We have arrived at a crossroads in the way we communicate as human beings. Social media has become an extension of our consciousness and, for way too many of us, it’s the first thing we consume in the morning and the last thing we digest at night. With this growing and insidious obsession – and how social media sort of ‘paints the walls as we walk through life’, influencing everything we think, see and believe – an infection has begun to spread. This infection is all rooted in the idea that with the right cocktail of posts, photos, videos and a unique brand of personal charm, a person might be able to fish full-time and never have to work again.
At the core of this active volcano lies the algorithm which relies on the hopeful ‘content creator’ to post regularly, and generate engagement, an elixir that feeds the algorithm and, in turn, pushes their posts to new audiences, where the algorithm will allow their content to be seen by new eyeballs. Engagement only means that they trigger some kind of a response (negative or positive, it matters not). This has fueled a panic state across the internet, where anyone who’s clawing to pull a living from social media is constantly desperate for engaging content. And now Artificial Intelligence (AI) has entered the chat.
For some reason, I naively assumed that fishermen wouldn’t stoop to the ‘core of the earth’ lows required to use AI to prop oneself up as a fisherman worthy of clicking the follow icon. I was very wrong about this. In recent weeks it seems to have gotten so much worse. Some of it is comedy, purposely obvious; you’ll see painfully hokey posts of some dude holding a barrel-plump striper that couldn’t exist in nature. That’s fairly harmless, but still pretty lame.
But as AI has become openly accessible, it’s dragging frantic posters into the depths of the bargain basement, where prominent anglers, desperate to stay relevant, are using AI to make their fish look bigger and their photos more impressive, simply for the engagement. The algorithm doesn’t care if you call them out for posting “AI slop” or if you simply give it a “like,” it all counts the same when it comes to engagement.
Just this morning, I saw a photo posted as a recent catch that showed this surfcaster holding a clearly augmented striper, but he didn’t look closely enough to catch the fact that whatever AI he used to generate this supposedly more impressive version of his original photo, gave him six fingers on one hand! Another photo actually fooled me a few weeks ago, a guy holding a striper standing in a crashing surf, somehow I missed that the stripes continued into the rays of the tail and that the water being thrown into the air on the otherwise dreary day depicted in the image was strangely patterned and glittering like a sequined dress on a Kardashian.
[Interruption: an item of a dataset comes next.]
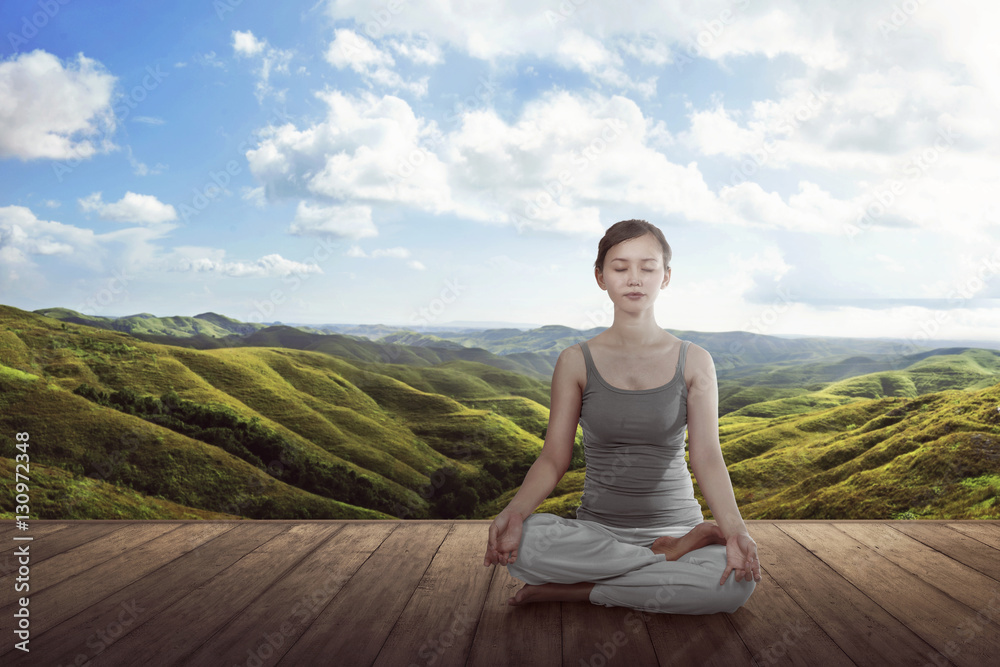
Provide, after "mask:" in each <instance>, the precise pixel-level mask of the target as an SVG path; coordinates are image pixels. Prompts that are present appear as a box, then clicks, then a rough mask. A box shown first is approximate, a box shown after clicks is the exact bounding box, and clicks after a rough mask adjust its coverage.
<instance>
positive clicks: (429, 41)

Now here’s the hard part. These images, as attention-grabbing as they might appear at first glance, are designed to get you to respond. Familiarize yourself with the hallmarks of AI image creation, things like extra fingers, hands that are twisted the wrong way, too many stripes on a striped bass, odd patterning in places it doesn’t belong. And then train yourself not to respond. Don’t call them out, don’t do anything that gives them the engagement they crave. The harshest reality we can deal to a “content creator” is the deafening silence of being abandoned, cast aside for taking us all to be fools. If you want to do something that carries even more weight, unfollow their account.
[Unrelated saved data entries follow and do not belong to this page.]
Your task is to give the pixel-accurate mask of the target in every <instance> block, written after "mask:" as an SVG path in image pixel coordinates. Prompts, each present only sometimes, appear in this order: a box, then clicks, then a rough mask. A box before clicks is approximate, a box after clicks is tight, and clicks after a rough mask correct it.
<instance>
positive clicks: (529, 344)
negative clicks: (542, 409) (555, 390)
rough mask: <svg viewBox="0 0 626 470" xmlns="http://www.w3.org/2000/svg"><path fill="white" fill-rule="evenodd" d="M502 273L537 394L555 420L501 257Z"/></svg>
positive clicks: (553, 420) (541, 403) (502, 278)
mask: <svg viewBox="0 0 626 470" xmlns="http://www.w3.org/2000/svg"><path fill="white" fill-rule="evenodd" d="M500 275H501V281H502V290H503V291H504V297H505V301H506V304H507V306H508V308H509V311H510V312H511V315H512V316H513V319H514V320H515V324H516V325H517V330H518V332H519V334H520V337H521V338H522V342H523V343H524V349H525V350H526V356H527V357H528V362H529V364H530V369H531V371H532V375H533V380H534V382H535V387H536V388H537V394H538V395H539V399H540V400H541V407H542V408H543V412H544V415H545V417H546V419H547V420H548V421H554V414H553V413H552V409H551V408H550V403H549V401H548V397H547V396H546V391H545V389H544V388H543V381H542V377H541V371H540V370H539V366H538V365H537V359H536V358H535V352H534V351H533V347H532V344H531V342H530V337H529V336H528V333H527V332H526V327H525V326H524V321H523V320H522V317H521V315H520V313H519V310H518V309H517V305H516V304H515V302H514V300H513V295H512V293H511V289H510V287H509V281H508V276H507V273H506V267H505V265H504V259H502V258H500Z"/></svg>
I want to be clear, when someone uses AI or Photoshop to remove sensitive background details or to make a fishing rod across their face disappear, to me that’s smart and aesthetic photography; as long as they’re not changing the truth about the size of the fish, I have no problem with it. But these desperate acts, turning an 18-pounder into a 38-pounder reek of weakness and they perpetrate a lie that the poster can’t back up in real life. The truth about fishing is that even the very best anglers have bad days or even bad weeks and if you want to engage an audience that strives to reach your level, show them that humility, show them the great times and the hardest times, too. We can all relate to that! But in this business – and now more than ever before – our credibility is our only true currency, and it’s harder than a Bitcoin to earn it back once you’ve given it away.
Trade away your credibility, and you will never be taken seriously again.